Mr Bo was previously considered a rising star in the Communist Party, and one of the country's most powerful officials.

However, he came under criticism after his former police chief, Wang Lijun, fled to the US consulate in Chengdu in February 2012, spending a day there.

Wang made allegations about British businessman Neil Heywood's death while at the consulate, reports said.

Heywood had died in Chongqing the previous year. The Wang Lijun incident prompted an investigation into his death.


So the stage has been set for the trial of a man who was once one of China's most powerful and - rare in the grey-suited world of Communist Party politics - charismatic politicians.
Of course, some have suggested that it was that charisma, coupled with the unique brand of populist politics he practised in Chongqing, that may have earned him powerful enemies all too willing to hasten his demise.
Having been stripped of his party positions more than a year ago, it has since been a question of not if, but when Bo Xilai will be convicted, as per the norms of Communist Party justice.
The publishing of the indictment means that the trial is now imminent and the country's new leaders have judged the timing to be right for such a politically sensitive trial, perhaps wanting to get it out of the way ahead of the big economic planning meeting in the autumn.
But it is still risky. Mr Bo's fall has highlighted cracks in the Communist Party edifice. A commentary published by a state-run news agency warns against resistance to the decision, calling on local governments to "defend the authority" of the Beijing leadership.

Mr Bo was suspected of trying to cover up the murder, and was stripped of his party positions.

Mr Bo's wife Gu Kailai was charged with Heywood's murder, and given a suspended death sentence, which is usually commuted to life imprisonment in China.

Wang, meanwhile, was jailed for 15 years for defection, power abuse and bribe taking.
Populist policies
Mr Bo was popular in his role as party chief in Chongqing.

He was known for two high-profile campaigns: a large-scale crackdown on crime, and a drive to promote China's old communist values.

Despite his charisma, his penchant for the limelight set him apart from other Chinese politicians.

According to analysts, his ambition and flamboyant style earned him enemies and was considered controversial by party leaders.

His populist brand of Maoist nostalgia, such as his encouragement of the public singing of old communist songs, was seen as dangerous by China's more reform-minded leaders, our correspondent says.

On China's microblogs, many users expressed support for the indictment against Mr Bo.

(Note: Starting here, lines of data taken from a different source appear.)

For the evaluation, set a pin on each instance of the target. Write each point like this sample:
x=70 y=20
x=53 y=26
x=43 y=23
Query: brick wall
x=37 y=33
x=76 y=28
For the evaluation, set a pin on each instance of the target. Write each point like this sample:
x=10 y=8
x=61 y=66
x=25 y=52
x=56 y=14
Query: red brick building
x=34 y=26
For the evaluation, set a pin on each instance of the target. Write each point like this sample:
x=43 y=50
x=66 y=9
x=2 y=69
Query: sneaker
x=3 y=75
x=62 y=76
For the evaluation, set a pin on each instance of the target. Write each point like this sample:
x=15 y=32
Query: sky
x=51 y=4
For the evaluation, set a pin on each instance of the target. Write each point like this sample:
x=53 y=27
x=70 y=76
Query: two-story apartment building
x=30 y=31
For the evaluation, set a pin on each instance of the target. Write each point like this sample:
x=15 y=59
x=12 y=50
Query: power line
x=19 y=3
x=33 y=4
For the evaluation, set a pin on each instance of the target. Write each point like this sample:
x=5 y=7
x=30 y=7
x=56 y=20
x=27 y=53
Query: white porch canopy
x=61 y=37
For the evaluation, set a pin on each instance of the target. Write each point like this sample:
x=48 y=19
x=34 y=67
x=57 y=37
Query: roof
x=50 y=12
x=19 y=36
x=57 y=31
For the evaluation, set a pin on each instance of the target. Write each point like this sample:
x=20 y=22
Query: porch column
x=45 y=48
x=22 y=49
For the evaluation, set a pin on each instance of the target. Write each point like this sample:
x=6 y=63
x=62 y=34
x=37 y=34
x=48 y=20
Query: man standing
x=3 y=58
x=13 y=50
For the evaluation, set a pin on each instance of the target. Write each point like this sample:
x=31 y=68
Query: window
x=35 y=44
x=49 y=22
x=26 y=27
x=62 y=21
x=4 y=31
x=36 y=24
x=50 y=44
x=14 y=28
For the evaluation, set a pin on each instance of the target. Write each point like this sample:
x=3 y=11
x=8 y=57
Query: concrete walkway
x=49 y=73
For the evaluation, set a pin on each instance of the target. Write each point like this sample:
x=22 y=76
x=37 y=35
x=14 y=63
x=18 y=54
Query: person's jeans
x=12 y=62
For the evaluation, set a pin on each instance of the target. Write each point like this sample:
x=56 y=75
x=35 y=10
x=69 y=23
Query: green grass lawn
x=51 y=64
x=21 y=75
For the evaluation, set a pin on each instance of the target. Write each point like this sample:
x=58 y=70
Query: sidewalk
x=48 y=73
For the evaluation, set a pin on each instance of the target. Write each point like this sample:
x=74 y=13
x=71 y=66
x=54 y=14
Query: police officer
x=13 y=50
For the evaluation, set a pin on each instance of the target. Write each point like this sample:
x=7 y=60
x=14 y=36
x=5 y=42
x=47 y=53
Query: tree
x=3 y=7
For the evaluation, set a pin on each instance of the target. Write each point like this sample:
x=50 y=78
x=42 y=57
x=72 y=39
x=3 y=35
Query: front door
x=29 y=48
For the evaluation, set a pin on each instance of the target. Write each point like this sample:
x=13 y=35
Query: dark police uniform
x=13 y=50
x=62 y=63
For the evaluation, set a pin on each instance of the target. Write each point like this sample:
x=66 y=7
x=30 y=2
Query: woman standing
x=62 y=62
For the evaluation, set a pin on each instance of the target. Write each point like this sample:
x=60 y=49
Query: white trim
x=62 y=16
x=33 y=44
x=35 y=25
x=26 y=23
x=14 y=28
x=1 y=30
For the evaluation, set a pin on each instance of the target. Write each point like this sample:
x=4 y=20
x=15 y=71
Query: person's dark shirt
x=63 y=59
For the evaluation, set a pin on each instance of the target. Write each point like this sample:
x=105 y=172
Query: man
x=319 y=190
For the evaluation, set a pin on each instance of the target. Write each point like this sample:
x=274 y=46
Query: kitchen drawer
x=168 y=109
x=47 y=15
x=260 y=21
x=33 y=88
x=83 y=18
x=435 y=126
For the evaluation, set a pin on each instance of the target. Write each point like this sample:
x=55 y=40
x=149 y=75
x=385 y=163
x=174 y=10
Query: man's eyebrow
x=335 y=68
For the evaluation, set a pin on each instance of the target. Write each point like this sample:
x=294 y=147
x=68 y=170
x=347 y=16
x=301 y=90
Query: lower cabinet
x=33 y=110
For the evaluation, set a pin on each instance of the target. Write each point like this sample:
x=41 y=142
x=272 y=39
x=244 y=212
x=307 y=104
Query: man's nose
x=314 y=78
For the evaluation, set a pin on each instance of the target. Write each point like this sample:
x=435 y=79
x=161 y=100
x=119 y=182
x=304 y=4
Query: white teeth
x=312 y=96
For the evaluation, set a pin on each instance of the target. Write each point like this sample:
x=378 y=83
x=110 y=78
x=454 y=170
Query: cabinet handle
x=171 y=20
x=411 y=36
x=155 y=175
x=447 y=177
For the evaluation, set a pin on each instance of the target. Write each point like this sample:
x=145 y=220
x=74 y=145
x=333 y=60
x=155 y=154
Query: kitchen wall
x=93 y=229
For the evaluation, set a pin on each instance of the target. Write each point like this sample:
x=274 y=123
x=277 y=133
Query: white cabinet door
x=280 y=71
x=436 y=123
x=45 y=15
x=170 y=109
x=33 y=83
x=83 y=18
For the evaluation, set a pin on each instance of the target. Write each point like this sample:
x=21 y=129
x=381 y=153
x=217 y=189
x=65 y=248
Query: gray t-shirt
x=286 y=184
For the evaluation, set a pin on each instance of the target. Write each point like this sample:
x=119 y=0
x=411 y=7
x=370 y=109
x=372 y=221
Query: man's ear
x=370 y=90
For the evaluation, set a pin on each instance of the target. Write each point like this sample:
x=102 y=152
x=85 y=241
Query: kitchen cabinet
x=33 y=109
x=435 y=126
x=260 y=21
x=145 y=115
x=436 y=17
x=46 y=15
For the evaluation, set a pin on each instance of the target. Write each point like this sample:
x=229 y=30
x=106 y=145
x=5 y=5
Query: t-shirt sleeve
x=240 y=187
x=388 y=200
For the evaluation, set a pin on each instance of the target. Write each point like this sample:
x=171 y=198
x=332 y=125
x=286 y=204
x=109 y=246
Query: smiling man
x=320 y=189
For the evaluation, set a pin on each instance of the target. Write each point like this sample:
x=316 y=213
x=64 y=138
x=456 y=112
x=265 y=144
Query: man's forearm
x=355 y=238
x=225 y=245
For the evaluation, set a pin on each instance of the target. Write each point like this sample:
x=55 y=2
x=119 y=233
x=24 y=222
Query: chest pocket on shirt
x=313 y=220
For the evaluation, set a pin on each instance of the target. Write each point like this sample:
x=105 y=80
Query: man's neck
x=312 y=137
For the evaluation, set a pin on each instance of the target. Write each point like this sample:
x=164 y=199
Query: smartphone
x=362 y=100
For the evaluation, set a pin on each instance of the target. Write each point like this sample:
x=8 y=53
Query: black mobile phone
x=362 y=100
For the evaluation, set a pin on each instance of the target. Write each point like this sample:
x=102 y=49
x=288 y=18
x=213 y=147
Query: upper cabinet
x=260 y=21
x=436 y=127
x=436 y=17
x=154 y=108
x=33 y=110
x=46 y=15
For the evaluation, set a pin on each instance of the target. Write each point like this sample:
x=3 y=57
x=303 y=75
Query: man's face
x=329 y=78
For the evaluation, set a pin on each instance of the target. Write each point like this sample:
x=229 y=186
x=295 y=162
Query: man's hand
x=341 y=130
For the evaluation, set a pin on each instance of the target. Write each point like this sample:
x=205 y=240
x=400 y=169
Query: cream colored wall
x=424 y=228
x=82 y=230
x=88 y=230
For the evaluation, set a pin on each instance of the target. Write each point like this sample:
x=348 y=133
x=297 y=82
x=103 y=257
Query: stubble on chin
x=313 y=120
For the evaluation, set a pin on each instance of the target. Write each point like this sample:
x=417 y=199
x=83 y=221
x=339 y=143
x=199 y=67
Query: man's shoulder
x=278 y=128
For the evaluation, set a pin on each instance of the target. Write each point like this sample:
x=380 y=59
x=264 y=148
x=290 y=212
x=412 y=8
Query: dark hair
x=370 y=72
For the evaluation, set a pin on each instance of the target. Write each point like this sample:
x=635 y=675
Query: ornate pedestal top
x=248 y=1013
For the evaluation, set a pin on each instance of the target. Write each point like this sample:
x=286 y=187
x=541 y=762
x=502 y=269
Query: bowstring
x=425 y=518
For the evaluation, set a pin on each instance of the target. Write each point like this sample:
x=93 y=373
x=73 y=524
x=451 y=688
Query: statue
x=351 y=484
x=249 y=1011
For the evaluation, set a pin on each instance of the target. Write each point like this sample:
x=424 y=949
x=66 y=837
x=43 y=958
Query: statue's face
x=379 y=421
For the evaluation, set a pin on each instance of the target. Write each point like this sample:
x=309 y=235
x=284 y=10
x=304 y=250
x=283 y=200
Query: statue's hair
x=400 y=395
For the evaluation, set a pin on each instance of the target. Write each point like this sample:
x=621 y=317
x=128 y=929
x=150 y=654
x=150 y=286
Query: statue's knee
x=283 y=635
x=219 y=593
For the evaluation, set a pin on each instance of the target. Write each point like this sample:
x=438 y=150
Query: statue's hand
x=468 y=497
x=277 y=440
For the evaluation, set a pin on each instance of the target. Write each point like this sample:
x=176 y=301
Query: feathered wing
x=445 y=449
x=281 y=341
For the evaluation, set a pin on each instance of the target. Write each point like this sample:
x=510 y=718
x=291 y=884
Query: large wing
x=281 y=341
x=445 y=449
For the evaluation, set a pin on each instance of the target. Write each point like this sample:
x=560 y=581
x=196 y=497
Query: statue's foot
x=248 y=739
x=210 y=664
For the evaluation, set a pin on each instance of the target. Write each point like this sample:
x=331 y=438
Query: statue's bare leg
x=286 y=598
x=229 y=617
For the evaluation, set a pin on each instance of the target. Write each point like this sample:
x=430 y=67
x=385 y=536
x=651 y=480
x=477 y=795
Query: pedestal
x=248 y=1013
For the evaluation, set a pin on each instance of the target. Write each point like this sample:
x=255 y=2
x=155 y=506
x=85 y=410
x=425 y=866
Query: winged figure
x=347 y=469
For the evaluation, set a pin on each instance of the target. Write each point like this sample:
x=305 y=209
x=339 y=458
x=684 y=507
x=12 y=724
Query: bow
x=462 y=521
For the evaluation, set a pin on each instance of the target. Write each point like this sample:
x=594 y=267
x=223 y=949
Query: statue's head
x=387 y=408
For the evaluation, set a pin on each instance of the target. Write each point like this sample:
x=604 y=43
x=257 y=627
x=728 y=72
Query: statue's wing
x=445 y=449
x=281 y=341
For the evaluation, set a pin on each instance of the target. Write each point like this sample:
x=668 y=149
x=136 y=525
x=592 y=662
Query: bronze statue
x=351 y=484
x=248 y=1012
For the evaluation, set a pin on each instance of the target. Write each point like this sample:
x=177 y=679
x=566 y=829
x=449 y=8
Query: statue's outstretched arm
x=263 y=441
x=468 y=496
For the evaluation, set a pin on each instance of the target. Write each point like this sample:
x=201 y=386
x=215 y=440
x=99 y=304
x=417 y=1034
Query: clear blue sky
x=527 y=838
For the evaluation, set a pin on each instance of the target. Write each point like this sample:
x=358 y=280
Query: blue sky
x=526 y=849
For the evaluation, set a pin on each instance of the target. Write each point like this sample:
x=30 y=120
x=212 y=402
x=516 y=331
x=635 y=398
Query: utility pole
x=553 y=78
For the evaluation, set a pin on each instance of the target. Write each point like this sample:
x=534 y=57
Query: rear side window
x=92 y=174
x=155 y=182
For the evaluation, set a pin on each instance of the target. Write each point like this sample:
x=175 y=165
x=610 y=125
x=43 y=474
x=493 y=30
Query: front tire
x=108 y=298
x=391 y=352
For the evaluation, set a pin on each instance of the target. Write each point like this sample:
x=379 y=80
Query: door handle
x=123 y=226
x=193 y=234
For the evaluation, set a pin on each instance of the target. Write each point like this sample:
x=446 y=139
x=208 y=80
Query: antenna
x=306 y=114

"The handling of Bo Xilai's serious disciplinary violations has again proved the party's 'zero tolerance' attitude to corruption," a user by the name of God's Drop Shadow wrote on Sina Weibo, a Chinese Twitter-like site.

"I support President Xi's efforts to fight the tigers when it comes to corruption, and clear corrupt elements for the good of the country and the people," user qixiya0 said.

Xi Jinping had previously used the terms "tigers" and "flies" to describe corrupt officials at all levels.

However, evidence of Mr Bo's popularity could still be found online.

"I don't really understand politics, but from when I first knew of Bo Xilai, my impression of him has been of a leader who would teach young people, just like an elder. Despite what has happened, in my heart he will still be like that," Sina Weibo user Small Ears are the Two Large Flowers in Legends wrote.